The related interesting thing they spoke about in the podcast is that a large part of the uptick in prescriptions for Adderall came from a handful of VC funded online psychiatry startups! They had taken advantage of the loophole of being able to prescribe Adderall online. The podcast alludes that the typical “growth hacking” you see in VC funded startups applied here, which led to a shortage in Adderall (there are licences and permits on how much can be manufactured each year) in the USOne thing that was discussed in the podcast was the increased prevalence of Adderall usage among coders in the US (possibly driven by VC-funded online psychiatry startups). Joe Weisenthal said it’s understandable given that coding is a boring job, and you need the dopamine hits while doing that, and that doesn’t come naturally.

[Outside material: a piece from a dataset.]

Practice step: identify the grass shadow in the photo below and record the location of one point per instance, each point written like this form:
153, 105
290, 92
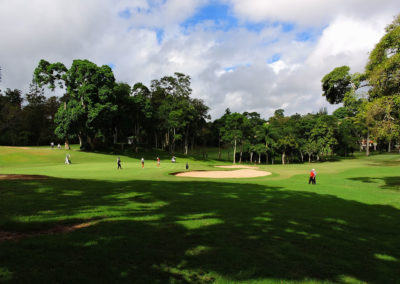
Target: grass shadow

My take is that coding is a job that requires extreme attention to detail (and it’s easy to make mistakes). The reason I needed Ritalin in my last job is that I was actively coding there, and mistakes were costly. So it may not be boring, but there are a lot of boring bits that you need to get right, which explains why a lot of coders might want Adderall (that said, coding also requires lateral thinking, when designing the algorithms. If you’re a coder on adderall, you should skip the drug on days you are writing logic).IMHO the ultimate losers of the discourse that ADHD medication is being overprescribed are people who genu`inely need the drugs. First of all, when you are neurodiverse, you aren’t able to make decisions. Now if you see the very basis of what is making your life so much better (the ADHD medication) being challenged, it cannot be a good thing for your mental health
In any case, the podcast came about after Danielle Carr had written this article on the overuse of Adderall. I’m yet to read it, but if you are of the persuasion that prefers to read rather than to listen, maybe you should read it.
In any case, you should listen to the Odd Lots episode on Adderall!